Side note . All of the following considerations apply even if you directly modify file associations in the registry, rather than using the default program APIs.
At the first start, your application should collect the previous owners of all file types for which they exist, through IApplicationAssociationRegistration::QueryCurrentDefault and save them stored in your application.
When uninstalling, your application should use IApplicationAssociationRegistration::SetAppAsDefault to try to restore any file association to which it still belongs to the previous owner.
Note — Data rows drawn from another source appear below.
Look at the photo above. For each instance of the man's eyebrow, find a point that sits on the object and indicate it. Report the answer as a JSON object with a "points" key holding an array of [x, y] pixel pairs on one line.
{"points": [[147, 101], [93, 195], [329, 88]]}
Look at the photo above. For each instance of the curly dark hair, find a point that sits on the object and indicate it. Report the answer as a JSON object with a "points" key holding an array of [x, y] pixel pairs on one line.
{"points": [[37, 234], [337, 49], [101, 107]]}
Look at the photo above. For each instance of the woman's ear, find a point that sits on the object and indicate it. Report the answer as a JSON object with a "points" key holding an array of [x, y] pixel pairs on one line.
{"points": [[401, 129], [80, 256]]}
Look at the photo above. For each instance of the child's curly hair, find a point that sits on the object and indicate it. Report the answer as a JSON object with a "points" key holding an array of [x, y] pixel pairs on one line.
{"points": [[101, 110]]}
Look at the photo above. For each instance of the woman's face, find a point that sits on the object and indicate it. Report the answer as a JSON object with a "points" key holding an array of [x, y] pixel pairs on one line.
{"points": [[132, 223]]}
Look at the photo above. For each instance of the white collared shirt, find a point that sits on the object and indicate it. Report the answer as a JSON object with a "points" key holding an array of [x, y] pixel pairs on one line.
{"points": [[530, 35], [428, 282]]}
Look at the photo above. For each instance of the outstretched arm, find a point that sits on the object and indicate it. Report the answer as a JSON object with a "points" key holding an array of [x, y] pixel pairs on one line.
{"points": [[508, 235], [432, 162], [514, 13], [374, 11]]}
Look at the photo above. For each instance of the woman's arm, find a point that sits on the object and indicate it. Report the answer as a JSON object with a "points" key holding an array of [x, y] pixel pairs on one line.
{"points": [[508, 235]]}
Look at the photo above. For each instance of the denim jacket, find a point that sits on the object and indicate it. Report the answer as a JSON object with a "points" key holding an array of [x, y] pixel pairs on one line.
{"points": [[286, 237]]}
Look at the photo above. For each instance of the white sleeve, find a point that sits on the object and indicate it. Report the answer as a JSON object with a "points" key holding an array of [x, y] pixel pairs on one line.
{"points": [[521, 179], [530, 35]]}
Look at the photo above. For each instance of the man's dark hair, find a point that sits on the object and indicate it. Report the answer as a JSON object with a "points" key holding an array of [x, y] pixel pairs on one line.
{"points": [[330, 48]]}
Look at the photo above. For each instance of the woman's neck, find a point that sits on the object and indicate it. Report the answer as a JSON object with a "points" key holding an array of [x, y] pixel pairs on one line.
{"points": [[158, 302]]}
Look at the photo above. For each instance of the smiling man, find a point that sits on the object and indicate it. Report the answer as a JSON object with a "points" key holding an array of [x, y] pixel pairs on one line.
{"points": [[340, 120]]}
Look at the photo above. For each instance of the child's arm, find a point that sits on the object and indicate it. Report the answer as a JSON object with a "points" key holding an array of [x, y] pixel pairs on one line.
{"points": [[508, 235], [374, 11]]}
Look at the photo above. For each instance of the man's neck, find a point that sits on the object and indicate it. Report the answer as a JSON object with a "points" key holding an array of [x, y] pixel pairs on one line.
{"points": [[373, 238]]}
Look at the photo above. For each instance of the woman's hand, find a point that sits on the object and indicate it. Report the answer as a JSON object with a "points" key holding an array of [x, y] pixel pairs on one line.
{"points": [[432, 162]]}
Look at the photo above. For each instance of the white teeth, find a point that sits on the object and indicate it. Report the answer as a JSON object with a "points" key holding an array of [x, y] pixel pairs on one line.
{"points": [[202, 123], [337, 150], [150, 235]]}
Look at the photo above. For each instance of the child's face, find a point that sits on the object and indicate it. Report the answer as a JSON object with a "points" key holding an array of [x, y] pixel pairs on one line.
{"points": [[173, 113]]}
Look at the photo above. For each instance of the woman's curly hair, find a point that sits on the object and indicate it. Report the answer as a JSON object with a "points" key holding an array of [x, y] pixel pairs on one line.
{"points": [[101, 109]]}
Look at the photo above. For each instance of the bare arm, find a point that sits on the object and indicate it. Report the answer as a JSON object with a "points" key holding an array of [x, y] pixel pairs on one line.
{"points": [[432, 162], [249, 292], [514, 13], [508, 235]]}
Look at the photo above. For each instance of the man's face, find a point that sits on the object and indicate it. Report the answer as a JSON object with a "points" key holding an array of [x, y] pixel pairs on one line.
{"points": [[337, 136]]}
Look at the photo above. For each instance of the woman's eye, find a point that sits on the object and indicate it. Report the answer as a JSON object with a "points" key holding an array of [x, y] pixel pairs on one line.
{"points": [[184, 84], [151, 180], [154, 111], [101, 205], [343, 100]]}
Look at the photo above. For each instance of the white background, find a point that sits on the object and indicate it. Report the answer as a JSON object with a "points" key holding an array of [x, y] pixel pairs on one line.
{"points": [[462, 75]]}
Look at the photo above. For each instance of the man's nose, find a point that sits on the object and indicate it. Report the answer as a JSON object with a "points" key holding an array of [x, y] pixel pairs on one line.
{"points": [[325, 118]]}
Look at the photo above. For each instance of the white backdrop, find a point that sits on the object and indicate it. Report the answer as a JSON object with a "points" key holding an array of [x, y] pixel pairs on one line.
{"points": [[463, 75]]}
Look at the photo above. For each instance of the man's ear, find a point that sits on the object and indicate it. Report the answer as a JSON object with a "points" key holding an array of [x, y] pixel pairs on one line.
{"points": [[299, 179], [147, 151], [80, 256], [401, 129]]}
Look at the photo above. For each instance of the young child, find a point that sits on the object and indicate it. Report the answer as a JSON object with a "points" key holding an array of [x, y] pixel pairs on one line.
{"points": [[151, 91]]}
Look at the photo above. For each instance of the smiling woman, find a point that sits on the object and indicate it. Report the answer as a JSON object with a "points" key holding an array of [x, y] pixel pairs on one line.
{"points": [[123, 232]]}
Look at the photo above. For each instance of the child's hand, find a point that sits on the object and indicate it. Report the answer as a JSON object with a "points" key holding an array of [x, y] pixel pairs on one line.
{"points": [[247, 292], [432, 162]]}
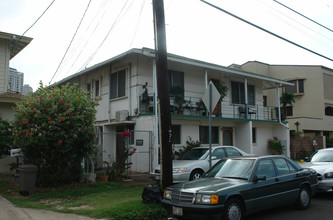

For associations, your application still owns, but does not know the previous owners, go to the HKCR and delete the corresponding extension, protocol or MIME type entry. Do not touch any associations that your application is not the current owner - you will rewrite the user's choice.
Of course, I want the batch backup on first start and cleanup on uninstall to be provided as one call to the API programs API by default, but so far they have not decided to generalize this behavior for all applications, you are on your own.
Please note that cleaning up your application upon uninstallation will be specific to uninstalling the user. Any other users who could use the application and change their default values ββwill not be cleared.
You can automate the cleanup for each user by adding a simple task for each user that performs the above steps in the Task Scheduler. The task is scheduled to be performed once, and then removed from the task scheduler. The only potential problem with this approach is that since you do not know how many users will be there, you will not be able to find out when to remove the DLL for this task from the computer. Again, if you leave this DLL in the ProgramData folder, it does not really matter.